Zaman o kadar geçmiyor ki, eve kapanmış beş yaş enerjisini boşaltmak için envai çeşit oyun uyduruyoruz. Amiral battıdan başlayıp korsan ülkelerine yola çıkıyor evdeki boş kutulardan market kurup ürünleri beş paradan birbirimize satıyoruz. Arada ihtiyaçlar duyuruldukça yine koordinasyona inip geliyoruz. Yangının başlangıcı, merkez, bizim ev, küle dönen canımın içi İçmeler… Hepsi toplam 10 dakikalık mesafedeler zaten. Turunç, Dereözü, Bayır yirmi dakika ötede yanıp kül oluyor. Zaman alevler tarafından yutulurken bizim yapabileceklerimiz küçücük dakikalarla kısıtlı. Sonrası beklemek. Çocukluğum yanar, çocuğumun yetişkinliği küle dönerken tepedeki dumanlara gözümüzü dikip beklemek. Zaman geçmiyor. Yangın sönmüyor.
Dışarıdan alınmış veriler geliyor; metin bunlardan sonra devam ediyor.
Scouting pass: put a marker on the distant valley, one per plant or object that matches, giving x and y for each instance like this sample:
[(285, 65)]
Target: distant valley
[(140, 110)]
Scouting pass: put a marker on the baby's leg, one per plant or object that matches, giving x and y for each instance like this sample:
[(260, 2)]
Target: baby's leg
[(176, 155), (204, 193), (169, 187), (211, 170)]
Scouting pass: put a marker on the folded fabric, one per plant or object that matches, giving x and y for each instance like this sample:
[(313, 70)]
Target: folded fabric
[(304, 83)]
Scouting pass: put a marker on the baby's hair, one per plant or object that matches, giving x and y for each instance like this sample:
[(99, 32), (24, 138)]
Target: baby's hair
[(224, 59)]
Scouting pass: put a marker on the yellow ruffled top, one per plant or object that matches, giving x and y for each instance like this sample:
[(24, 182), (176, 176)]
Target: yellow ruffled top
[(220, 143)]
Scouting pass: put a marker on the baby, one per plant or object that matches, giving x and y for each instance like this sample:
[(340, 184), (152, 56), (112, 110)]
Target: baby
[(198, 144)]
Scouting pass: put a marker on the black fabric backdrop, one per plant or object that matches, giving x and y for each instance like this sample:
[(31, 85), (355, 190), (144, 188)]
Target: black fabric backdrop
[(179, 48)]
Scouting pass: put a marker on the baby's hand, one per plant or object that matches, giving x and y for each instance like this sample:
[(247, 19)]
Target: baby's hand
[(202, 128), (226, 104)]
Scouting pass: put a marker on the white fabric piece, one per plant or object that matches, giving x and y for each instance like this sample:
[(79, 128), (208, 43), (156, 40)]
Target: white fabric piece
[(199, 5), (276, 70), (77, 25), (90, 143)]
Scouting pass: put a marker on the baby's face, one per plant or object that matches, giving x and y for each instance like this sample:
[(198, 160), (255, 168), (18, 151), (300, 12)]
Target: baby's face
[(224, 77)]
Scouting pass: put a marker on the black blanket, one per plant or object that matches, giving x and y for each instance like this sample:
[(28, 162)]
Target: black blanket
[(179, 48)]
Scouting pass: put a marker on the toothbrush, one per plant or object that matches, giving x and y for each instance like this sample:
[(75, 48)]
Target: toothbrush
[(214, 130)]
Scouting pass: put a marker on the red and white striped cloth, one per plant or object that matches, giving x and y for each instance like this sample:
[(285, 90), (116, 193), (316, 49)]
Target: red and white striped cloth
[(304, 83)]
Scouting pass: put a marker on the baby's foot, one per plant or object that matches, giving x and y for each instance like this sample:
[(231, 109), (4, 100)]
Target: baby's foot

Zaman o kadar geçmiyor ki, oğlanı oyalama timinin yapacakları bitiyor. Evin içinde sürekli yangın konuşuluyor, telefonlar susmuyor. Bizimki yine de korkmuyor çünkü yangın başlarken ilk dişi sallanmış, heyecanla düşmesini bekliyor. Onun gündemi yeni çıkacak dişi. Heyecandan yerinde duramıyor. Ben dişe şükrediyorum dikkatini dağıttığı için.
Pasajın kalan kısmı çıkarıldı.